Craindre un effet Laffer ?

 Bercy, siège ministère de l’Économie et des Finances. (©Wikicommons)

Par Maître Jean-Philippe Carpentier - Avocat au barreau de Paris, consul honoraire du Luxembourg avec juridiction sur la Normandie et Président du Corps consulaire de Normandie.


Craindre un effet Laffer ?

« ll y a deux manières de conquérir et d’asservir une nation : l’une par les armes, l’autre par la dette. » disait en son temps, John Adams, président des États-Unis de 1797 à 1801.

Conscient de cette maxime si actuelle et soucieux de l’indépendance française, Charles X qui accédait au pouvoir il y a deux cents ans, mettait en place avec son ministre Villèle l’orthodoxie budgétaire dont le corolaire était le contrôle de l’emploi des deniers publics.

Le temps est passé et ces principes de bon sens ont été oubliés au profit de mesures, plus récemment gouvernées par l’émotion et la communication.

S’il est cependant une réalité qui s’impose, c’est la dette publique, dont l’augmentation est, à tout le moins, abyssale.

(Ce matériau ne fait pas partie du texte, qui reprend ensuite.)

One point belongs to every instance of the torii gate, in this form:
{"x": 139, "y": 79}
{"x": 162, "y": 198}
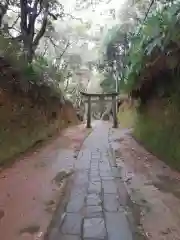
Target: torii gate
{"x": 89, "y": 97}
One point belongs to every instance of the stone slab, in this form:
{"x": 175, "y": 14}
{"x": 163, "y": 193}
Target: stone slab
{"x": 93, "y": 211}
{"x": 94, "y": 228}
{"x": 111, "y": 203}
{"x": 93, "y": 199}
{"x": 94, "y": 187}
{"x": 72, "y": 224}
{"x": 109, "y": 186}
{"x": 117, "y": 226}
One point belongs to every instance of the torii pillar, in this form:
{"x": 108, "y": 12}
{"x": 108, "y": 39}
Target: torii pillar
{"x": 113, "y": 97}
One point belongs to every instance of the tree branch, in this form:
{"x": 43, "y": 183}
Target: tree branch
{"x": 43, "y": 27}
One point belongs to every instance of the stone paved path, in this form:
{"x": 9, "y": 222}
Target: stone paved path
{"x": 94, "y": 210}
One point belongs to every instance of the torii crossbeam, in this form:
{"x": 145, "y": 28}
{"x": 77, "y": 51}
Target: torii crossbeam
{"x": 106, "y": 97}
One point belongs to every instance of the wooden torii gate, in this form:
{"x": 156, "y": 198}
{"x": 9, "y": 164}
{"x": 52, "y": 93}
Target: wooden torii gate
{"x": 94, "y": 97}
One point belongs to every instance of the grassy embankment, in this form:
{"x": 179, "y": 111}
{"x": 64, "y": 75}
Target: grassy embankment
{"x": 30, "y": 109}
{"x": 157, "y": 127}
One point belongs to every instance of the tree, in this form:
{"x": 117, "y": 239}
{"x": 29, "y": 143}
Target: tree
{"x": 40, "y": 13}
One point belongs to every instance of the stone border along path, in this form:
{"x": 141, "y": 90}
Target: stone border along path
{"x": 94, "y": 210}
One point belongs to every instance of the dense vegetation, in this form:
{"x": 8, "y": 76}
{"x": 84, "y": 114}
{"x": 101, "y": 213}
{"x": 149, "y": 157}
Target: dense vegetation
{"x": 143, "y": 52}
{"x": 33, "y": 105}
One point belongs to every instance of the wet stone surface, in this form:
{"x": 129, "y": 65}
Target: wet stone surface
{"x": 93, "y": 209}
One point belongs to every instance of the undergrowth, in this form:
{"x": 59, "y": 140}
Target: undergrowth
{"x": 159, "y": 132}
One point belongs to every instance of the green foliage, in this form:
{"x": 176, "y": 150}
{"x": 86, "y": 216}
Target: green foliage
{"x": 40, "y": 72}
{"x": 133, "y": 49}
{"x": 162, "y": 137}
{"x": 158, "y": 35}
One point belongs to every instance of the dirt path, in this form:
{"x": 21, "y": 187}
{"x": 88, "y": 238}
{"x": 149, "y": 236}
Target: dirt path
{"x": 152, "y": 186}
{"x": 31, "y": 189}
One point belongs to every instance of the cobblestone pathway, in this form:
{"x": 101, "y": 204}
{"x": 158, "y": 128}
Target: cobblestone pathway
{"x": 94, "y": 210}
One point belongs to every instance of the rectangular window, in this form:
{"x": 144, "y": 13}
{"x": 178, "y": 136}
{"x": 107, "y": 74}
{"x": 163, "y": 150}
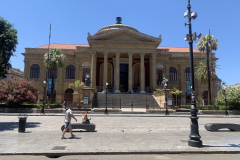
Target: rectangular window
{"x": 159, "y": 77}
{"x": 85, "y": 71}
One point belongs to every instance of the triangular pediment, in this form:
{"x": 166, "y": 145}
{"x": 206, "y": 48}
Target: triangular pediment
{"x": 124, "y": 35}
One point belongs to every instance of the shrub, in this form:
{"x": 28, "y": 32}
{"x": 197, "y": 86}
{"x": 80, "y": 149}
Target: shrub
{"x": 232, "y": 96}
{"x": 16, "y": 91}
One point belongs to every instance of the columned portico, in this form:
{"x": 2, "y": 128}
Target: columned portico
{"x": 130, "y": 72}
{"x": 117, "y": 73}
{"x": 142, "y": 73}
{"x": 93, "y": 68}
{"x": 105, "y": 70}
{"x": 154, "y": 54}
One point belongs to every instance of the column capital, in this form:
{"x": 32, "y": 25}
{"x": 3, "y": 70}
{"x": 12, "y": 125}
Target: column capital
{"x": 117, "y": 53}
{"x": 142, "y": 53}
{"x": 105, "y": 53}
{"x": 94, "y": 53}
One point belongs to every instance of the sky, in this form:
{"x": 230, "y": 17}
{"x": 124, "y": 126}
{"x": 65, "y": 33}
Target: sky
{"x": 71, "y": 21}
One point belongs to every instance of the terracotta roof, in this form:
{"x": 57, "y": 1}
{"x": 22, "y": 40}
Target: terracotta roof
{"x": 73, "y": 46}
{"x": 179, "y": 49}
{"x": 63, "y": 46}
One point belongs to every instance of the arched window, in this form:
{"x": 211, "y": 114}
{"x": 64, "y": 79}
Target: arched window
{"x": 34, "y": 71}
{"x": 68, "y": 97}
{"x": 70, "y": 72}
{"x": 187, "y": 74}
{"x": 173, "y": 74}
{"x": 50, "y": 71}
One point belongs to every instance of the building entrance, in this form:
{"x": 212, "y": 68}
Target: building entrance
{"x": 123, "y": 77}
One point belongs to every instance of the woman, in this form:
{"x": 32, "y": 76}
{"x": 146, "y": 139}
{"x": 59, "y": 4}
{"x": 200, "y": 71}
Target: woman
{"x": 131, "y": 104}
{"x": 85, "y": 119}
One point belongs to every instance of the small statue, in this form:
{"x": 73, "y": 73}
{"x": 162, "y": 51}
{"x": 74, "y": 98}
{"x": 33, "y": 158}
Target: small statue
{"x": 164, "y": 82}
{"x": 87, "y": 80}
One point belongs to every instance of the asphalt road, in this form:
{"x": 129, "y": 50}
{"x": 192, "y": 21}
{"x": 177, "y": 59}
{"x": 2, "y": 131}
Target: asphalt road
{"x": 132, "y": 157}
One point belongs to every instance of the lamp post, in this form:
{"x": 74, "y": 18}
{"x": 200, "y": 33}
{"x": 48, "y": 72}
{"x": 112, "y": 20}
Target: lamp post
{"x": 106, "y": 111}
{"x": 224, "y": 91}
{"x": 44, "y": 92}
{"x": 165, "y": 83}
{"x": 194, "y": 136}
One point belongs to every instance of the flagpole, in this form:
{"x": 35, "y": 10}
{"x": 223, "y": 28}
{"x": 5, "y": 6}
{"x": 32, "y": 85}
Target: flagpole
{"x": 46, "y": 84}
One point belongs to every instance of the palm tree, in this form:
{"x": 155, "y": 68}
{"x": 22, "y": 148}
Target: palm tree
{"x": 201, "y": 70}
{"x": 56, "y": 60}
{"x": 204, "y": 45}
{"x": 176, "y": 92}
{"x": 77, "y": 84}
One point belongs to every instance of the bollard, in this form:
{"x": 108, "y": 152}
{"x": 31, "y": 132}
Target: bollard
{"x": 22, "y": 124}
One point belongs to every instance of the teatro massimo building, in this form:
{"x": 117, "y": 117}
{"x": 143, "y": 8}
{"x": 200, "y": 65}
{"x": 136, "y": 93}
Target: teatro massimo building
{"x": 130, "y": 61}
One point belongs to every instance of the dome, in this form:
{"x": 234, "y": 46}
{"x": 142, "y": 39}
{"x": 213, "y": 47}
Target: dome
{"x": 116, "y": 26}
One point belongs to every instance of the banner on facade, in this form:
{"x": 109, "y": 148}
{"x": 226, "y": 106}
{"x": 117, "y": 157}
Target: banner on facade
{"x": 50, "y": 84}
{"x": 169, "y": 101}
{"x": 189, "y": 88}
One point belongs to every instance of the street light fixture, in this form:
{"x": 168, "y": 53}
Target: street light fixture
{"x": 106, "y": 111}
{"x": 194, "y": 136}
{"x": 224, "y": 91}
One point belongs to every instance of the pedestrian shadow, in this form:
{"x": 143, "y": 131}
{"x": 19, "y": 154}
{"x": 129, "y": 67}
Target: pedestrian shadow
{"x": 230, "y": 145}
{"x": 5, "y": 126}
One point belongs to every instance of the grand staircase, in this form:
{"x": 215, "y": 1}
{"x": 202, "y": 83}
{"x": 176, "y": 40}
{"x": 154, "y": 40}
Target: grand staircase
{"x": 115, "y": 100}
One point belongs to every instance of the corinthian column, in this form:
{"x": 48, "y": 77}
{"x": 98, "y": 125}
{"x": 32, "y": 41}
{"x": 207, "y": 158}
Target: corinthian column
{"x": 93, "y": 68}
{"x": 130, "y": 71}
{"x": 142, "y": 73}
{"x": 117, "y": 73}
{"x": 105, "y": 69}
{"x": 154, "y": 54}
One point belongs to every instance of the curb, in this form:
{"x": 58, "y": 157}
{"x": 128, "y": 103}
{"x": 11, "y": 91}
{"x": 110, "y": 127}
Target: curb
{"x": 55, "y": 155}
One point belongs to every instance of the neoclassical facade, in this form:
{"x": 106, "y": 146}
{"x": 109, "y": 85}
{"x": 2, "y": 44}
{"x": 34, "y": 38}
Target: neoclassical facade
{"x": 120, "y": 55}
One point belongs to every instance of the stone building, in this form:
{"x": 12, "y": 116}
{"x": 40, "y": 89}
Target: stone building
{"x": 120, "y": 55}
{"x": 14, "y": 73}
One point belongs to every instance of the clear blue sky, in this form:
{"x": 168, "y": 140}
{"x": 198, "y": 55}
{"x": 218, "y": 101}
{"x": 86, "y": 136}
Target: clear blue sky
{"x": 72, "y": 19}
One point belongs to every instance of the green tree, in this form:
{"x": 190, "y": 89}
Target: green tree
{"x": 204, "y": 45}
{"x": 56, "y": 61}
{"x": 8, "y": 42}
{"x": 77, "y": 85}
{"x": 176, "y": 92}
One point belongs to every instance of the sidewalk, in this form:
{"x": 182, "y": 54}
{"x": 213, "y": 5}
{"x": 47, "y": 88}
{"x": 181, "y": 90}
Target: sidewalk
{"x": 115, "y": 135}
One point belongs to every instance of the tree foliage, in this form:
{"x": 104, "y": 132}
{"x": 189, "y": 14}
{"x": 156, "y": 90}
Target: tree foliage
{"x": 56, "y": 60}
{"x": 17, "y": 91}
{"x": 176, "y": 92}
{"x": 232, "y": 96}
{"x": 8, "y": 42}
{"x": 201, "y": 70}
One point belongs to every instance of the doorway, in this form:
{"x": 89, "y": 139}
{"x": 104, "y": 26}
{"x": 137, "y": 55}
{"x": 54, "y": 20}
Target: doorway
{"x": 123, "y": 77}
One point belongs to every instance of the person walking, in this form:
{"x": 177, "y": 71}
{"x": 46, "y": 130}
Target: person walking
{"x": 64, "y": 104}
{"x": 131, "y": 104}
{"x": 85, "y": 119}
{"x": 67, "y": 121}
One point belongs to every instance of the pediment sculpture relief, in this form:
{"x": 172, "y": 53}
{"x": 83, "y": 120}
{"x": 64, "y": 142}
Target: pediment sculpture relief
{"x": 159, "y": 65}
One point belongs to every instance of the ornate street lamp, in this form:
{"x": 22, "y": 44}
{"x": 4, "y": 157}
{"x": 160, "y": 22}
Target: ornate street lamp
{"x": 224, "y": 91}
{"x": 44, "y": 83}
{"x": 194, "y": 140}
{"x": 165, "y": 83}
{"x": 106, "y": 111}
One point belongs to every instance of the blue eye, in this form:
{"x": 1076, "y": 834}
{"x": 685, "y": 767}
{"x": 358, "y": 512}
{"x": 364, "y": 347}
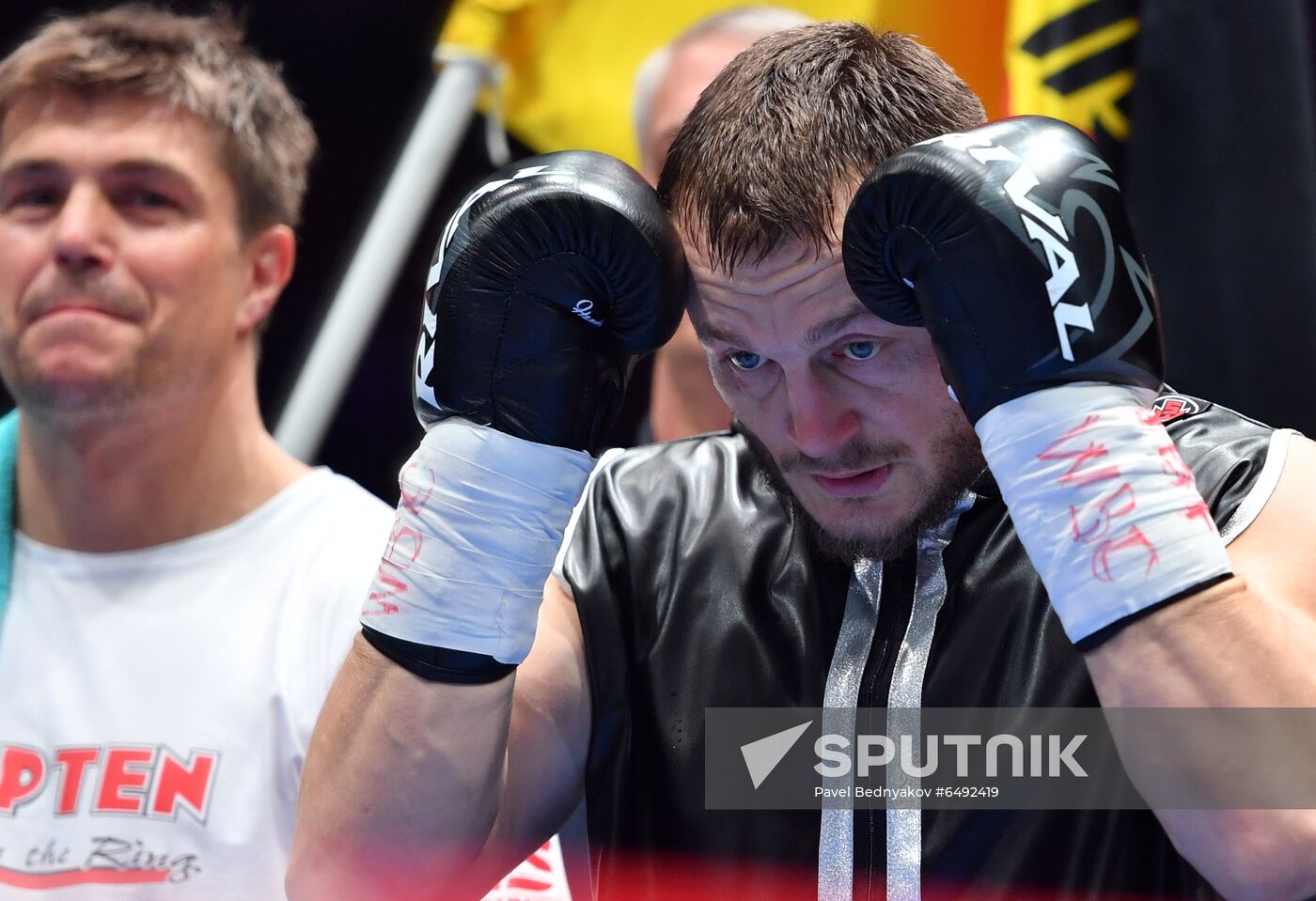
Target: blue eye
{"x": 861, "y": 350}
{"x": 745, "y": 361}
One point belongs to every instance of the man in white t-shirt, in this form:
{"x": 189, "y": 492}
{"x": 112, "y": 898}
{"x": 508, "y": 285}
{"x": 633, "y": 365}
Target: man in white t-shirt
{"x": 180, "y": 591}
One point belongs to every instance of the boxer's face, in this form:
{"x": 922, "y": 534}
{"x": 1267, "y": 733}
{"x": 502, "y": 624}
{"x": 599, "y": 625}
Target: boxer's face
{"x": 122, "y": 272}
{"x": 849, "y": 411}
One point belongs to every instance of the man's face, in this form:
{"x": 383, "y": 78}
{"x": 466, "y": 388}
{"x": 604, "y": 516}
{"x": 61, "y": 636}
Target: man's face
{"x": 849, "y": 413}
{"x": 122, "y": 272}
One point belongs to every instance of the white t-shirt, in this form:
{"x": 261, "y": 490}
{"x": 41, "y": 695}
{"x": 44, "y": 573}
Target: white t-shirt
{"x": 157, "y": 704}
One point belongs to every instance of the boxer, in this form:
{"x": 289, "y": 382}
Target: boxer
{"x": 979, "y": 300}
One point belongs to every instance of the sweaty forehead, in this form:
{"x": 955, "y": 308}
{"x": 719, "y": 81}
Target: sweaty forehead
{"x": 793, "y": 269}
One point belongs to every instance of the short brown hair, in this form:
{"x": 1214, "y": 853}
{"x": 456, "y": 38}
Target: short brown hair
{"x": 795, "y": 118}
{"x": 194, "y": 63}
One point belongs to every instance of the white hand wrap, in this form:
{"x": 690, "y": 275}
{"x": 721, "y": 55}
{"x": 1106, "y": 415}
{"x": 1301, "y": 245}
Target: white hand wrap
{"x": 479, "y": 522}
{"x": 1104, "y": 505}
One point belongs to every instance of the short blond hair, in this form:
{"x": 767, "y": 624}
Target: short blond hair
{"x": 196, "y": 63}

La réalité d’une dette est pourtant simple, elle doit être remboursée.

L’habitude de « rouler la dette » et d’emprunter pour en payer les intérêts, a la folle conséquence de l’augmenter.

La question de fond est désormais uniquement de savoir quand cette situation va nous rattraper.

C’est ici qu’intervient Laffer.

En effet, lorsqu’il s’agit de rembourser une dette colossale, plusieurs pistes sont possibles, vendre les bijoux de famille, augmenter les prélèvements obligatoires ou mener une politique de rigueur budgétaire.

La première option hypothèque l’avenir et réduit les richesses du pays. Elle est même parfois contreproductive puisque la cession d’entreprises stratégiques peut imposer quelques années plus tard leur rachat à prix d’or.

La seconde option, régulièrement évoquée, séduit souvent par sa facilité car elle est plus facilement acceptable qu’une rigueur difficile à soutenir socialement.

Elle se heurte cependant à une difficulté traduite trivialement par la formule « trop d’impôt tue l’impôt ».

Les économistes ont étudié et modélisé le phénomène.

Dans notre monde où les taux de prélèvement obligatoires explosent, Laffer démontre que passé un certain seuil, une augmentation du taux d’imposition décourage l’activité, ce qui réduit le montant des rentrées fiscales.

Dans ce contexte, il importe peu de savoir à quoi l’impôt est utilisé si en l’augmentant son rendement diminue.

Bien que Laffer soit critiqué, l’effet Laffer a déjà été expérimenté et c’est au Royaume-Uni dirigé par Margaret Thatcher qu’il a été le plus évident.

Ainsi la tranche marginale de l’impôt sur le revenu fut réduite de 83 % à 60 % puis à 40 %, ce qui entraîna immédiatement une hausse des recettes fiscales d’1,2 milliard £ en 1985-1986.

S’il n’est pas ici le lieu de disserter sur la courbe de Laffer, cet exemple mérite d’être rappelé dans le contexte actuel de manque de recettes fiscales.

Au-delà de l’effet Laffer, subsiste la question du consentement à l’impôt, posé dans les articles 13 et 14 de la Déclaration de droits de l’homme de 1789.

Le contexte est posé, et à l’heure de l’explosion des déficits, la tâche est rude et les marges manœuvres étroites.

Alors que faire ?

La tentation peut être forte de tester l’effet Laffer ou d’éprouver l’effet de seuil du consentement à l’impôt.

La difficulté d’une politique de rigueur est évidente dans un monde miné par les crises et l’affaiblissement du pouvoir d’achat.

Il reste cependant une solution, une ligne de crète, celle d’un audit des dépenses pour supprimer celles qui sont inutiles ou superflues, bref une lutte contre le gaspillage des deniers publics.

Il faut souhaiter qu’elle suffise pour retrouver l’orthodoxie budgétaire sans obérer la croissance et en répondant aux attentes des Français.